Compiler optimizations on integer exponentation

The following code contains two functions that compute Lennard-Jones potentials, U(r) = 4\varepsilon \left(\frac{\sigma^{12}}{r^{12}} - \frac{\sigma^6}{r^6}\right) for all pairs of a set of 1000 particles.

The first function is the “obvious” one, which directly translates the formula above. In the second one I manually optimize the computation of the powers of \sigma and r .
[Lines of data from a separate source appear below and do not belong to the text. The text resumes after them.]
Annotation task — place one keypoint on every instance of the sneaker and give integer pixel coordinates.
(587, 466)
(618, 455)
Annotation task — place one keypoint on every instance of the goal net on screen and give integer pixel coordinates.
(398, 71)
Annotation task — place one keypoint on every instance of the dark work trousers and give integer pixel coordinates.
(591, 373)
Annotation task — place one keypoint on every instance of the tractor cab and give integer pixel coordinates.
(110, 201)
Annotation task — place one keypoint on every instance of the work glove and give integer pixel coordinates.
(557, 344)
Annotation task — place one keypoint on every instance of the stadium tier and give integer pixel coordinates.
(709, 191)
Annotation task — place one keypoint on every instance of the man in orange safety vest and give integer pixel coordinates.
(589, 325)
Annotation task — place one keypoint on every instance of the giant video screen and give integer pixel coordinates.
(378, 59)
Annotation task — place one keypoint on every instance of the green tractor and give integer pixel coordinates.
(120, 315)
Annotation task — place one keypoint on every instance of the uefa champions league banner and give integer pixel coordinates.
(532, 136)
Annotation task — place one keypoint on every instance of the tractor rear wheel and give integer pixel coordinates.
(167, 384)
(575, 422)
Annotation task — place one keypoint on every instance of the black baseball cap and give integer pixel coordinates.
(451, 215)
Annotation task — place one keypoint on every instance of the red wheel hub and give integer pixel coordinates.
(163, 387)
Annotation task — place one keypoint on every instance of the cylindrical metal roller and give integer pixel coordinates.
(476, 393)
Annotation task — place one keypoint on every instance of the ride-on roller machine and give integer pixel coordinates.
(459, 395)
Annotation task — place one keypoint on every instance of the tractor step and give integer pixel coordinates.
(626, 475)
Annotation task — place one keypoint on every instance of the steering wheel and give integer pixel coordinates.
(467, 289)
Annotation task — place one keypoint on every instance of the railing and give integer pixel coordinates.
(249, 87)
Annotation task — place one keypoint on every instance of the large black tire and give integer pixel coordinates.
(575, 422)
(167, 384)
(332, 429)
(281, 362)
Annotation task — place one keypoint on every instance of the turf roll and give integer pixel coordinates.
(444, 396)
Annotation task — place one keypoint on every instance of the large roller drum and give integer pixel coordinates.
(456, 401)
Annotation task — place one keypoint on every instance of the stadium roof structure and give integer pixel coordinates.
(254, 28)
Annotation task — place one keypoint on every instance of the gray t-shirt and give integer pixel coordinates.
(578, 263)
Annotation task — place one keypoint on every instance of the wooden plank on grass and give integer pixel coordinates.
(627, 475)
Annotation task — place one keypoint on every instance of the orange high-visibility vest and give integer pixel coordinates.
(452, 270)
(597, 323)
The difference is way too large:

 77.724 ms (0 allocations: 0 bytes)
  1.802 ms (0 allocations: 0 bytes)
Code
using StaticArrays, LinearAlgebra, BenchmarkTools, Test

function lj1(x)
  eps = 2.0
  sig = 1.0
  u = 0.
  for i in 1:length(x)-1
    for j in i+1:length(x)
      r = norm(x[j] - x[i])
      u += 4*eps*(sig^12/r^12 - sig^6/r^6)
    end
  end
  return u
end

function lj2(x)
  eps = 2.0
  sig = 1.0
  sig6 = sig^6
  sig12 = sig6^2
  u = 0.
  for i in 1:length(x)-1
    for j in i+1:length(x)
      r = norm(x[j] - x[i])
      r3 = r^2*r
      r6 = r3^2
      r12 = r6^2
      u += 4*eps*(sig12/r12 - sig6/r6)
    end
  end
  return u
end


x = rand(SVector{2,Float64},1000)

@test lj1(x) ≈ lj2(x)

@btime lj1($x)

@btime lj2($x)

I would not be very concerned about this if this was actually a very performance-critical code, manually optimizing those exponents is not a big drama.
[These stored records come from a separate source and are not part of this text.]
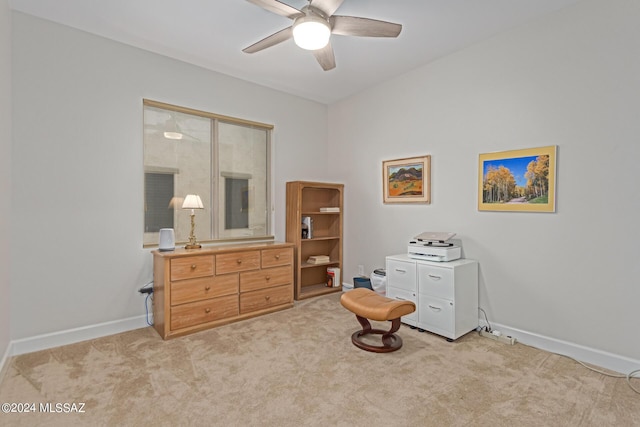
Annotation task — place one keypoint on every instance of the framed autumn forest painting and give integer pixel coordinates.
(518, 180)
(407, 180)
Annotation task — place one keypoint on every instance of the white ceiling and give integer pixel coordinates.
(212, 34)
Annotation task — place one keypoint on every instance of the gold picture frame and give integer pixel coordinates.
(407, 180)
(518, 180)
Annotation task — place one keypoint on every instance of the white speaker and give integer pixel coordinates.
(167, 239)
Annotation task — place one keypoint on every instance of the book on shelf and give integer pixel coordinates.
(319, 259)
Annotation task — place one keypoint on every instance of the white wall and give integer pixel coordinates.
(571, 80)
(77, 256)
(5, 177)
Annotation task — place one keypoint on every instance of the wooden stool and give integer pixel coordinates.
(366, 304)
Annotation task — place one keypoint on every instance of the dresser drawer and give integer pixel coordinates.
(436, 315)
(237, 261)
(191, 290)
(196, 313)
(275, 257)
(265, 298)
(191, 267)
(435, 281)
(266, 278)
(401, 275)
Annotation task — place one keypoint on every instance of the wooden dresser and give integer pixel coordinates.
(199, 289)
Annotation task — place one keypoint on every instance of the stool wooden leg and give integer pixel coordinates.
(390, 341)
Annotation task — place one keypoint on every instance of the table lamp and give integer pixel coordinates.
(192, 201)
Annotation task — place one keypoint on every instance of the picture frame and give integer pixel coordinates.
(518, 180)
(407, 180)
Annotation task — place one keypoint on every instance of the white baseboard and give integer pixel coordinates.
(71, 336)
(4, 363)
(603, 359)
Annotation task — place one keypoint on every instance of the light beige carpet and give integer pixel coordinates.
(298, 368)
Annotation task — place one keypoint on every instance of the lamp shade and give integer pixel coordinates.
(192, 201)
(311, 32)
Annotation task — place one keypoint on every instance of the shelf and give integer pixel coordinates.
(317, 290)
(320, 213)
(324, 264)
(305, 199)
(320, 238)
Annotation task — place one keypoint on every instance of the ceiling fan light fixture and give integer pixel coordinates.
(311, 32)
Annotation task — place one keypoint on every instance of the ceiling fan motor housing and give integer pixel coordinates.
(312, 30)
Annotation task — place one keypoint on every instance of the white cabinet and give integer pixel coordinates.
(445, 293)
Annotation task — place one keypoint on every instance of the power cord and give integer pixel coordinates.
(148, 290)
(632, 374)
(627, 377)
(486, 319)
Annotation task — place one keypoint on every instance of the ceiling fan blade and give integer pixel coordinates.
(328, 7)
(363, 27)
(278, 8)
(271, 40)
(325, 57)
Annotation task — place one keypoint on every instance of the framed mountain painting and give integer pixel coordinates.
(407, 180)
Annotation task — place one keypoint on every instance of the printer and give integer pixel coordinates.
(433, 246)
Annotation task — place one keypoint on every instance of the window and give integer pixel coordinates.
(224, 160)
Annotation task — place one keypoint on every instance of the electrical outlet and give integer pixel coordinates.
(501, 338)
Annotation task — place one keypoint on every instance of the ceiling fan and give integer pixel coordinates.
(314, 24)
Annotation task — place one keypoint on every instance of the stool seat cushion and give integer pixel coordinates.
(366, 303)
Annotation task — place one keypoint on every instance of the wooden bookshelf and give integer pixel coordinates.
(304, 199)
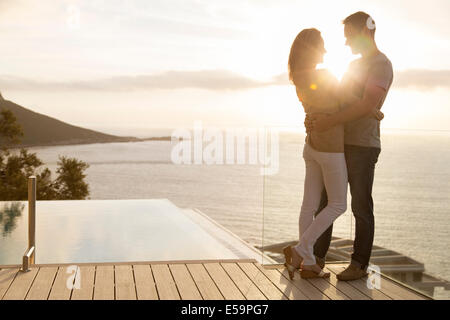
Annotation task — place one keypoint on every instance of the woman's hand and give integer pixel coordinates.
(317, 122)
(377, 114)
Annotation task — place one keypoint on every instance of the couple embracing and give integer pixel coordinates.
(342, 144)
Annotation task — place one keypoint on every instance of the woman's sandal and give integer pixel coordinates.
(311, 274)
(288, 261)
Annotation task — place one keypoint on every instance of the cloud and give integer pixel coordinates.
(215, 80)
(422, 79)
(203, 79)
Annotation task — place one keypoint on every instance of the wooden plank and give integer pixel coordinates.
(165, 284)
(223, 282)
(104, 283)
(247, 287)
(145, 285)
(86, 278)
(304, 286)
(286, 286)
(40, 289)
(186, 285)
(361, 285)
(124, 279)
(328, 289)
(347, 289)
(6, 278)
(19, 287)
(205, 284)
(397, 292)
(61, 289)
(263, 283)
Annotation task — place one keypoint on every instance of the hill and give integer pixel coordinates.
(42, 130)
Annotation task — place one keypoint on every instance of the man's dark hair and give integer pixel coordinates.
(360, 20)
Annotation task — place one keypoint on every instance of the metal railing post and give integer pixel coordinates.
(30, 254)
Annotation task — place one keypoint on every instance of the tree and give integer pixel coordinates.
(70, 182)
(10, 130)
(16, 168)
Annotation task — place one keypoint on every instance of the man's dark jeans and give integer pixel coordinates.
(361, 169)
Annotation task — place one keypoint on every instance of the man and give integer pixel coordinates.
(368, 79)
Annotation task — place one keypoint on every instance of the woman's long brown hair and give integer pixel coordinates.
(303, 49)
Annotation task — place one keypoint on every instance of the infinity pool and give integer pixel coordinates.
(115, 231)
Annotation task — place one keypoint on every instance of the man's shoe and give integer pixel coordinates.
(352, 272)
(320, 262)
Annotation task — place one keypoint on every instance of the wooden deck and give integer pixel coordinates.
(206, 280)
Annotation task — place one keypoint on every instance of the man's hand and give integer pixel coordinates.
(317, 122)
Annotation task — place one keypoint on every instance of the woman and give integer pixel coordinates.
(323, 153)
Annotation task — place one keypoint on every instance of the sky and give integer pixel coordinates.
(131, 66)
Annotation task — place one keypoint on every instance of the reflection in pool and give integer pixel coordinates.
(116, 231)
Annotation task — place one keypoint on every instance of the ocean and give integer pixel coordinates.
(411, 191)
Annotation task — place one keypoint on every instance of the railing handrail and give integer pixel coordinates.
(30, 253)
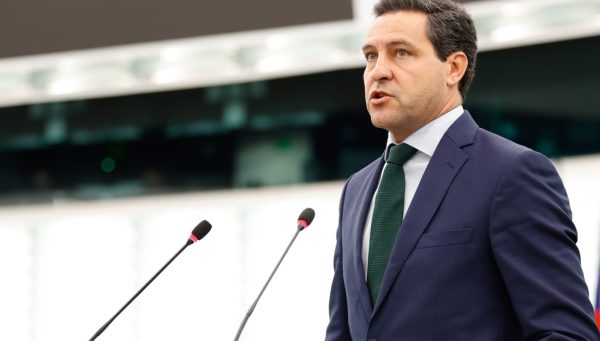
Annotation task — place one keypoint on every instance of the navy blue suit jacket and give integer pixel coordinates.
(486, 251)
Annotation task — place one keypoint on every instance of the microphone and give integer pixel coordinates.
(199, 232)
(306, 217)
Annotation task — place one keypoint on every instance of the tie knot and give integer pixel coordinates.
(400, 153)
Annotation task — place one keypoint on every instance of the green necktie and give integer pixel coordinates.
(387, 216)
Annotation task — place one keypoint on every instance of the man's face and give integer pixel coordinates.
(406, 83)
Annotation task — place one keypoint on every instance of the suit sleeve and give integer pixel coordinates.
(338, 329)
(534, 242)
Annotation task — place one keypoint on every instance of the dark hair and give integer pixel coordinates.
(449, 27)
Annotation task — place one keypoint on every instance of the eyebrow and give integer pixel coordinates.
(389, 44)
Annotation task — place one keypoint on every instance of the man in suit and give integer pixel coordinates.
(484, 248)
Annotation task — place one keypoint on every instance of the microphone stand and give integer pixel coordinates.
(251, 310)
(101, 330)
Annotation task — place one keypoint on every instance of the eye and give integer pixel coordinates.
(370, 56)
(402, 53)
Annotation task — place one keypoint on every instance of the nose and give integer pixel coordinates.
(381, 70)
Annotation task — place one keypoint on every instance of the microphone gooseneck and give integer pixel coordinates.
(305, 219)
(198, 233)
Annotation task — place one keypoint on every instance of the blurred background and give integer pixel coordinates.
(125, 123)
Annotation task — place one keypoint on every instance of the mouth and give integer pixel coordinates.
(378, 96)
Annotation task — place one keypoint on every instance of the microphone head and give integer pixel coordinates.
(305, 218)
(200, 231)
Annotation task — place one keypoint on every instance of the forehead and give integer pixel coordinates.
(410, 26)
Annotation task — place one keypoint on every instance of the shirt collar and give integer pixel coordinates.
(428, 137)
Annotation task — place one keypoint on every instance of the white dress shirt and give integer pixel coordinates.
(425, 141)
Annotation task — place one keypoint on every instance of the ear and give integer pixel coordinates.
(457, 65)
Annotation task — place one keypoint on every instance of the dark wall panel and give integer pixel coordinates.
(41, 26)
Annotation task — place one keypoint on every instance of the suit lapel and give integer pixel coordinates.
(363, 201)
(445, 163)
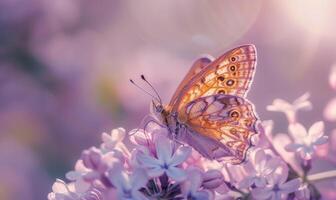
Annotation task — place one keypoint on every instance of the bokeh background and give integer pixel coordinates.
(65, 67)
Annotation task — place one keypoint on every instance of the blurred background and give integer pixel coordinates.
(65, 67)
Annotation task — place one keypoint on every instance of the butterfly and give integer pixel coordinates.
(209, 111)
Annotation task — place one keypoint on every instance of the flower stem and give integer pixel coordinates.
(322, 175)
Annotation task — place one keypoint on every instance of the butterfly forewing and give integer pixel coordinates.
(195, 69)
(227, 119)
(230, 74)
However, I am writing this code for a demonstration, hands-on, course on molecular dynamics, so having a code as close as possible as the text-formulas is important. In this case, in particular, the difference is the simulation taking 1 minute vs. taking 20 minutes, thus completely changing the flow of the course.

As a side-note, gfortran does seem to optimize these exponentiations, and the code is fast in the “natural” version.

Thus, my questions are: is there any important/fundamental that is impairing Julia to optimize these exponents, is it just an implementation detail that is on the list, or what?

See this open PR (inline ^ for literal powers of numbers by stevengj · Pull Request #20637 · JuliaLang/julia · GitHub) and the FastPow.jl package (GitHub - JuliaMath/FastPow.jl: optimal addition-chain exponentiation for Julia).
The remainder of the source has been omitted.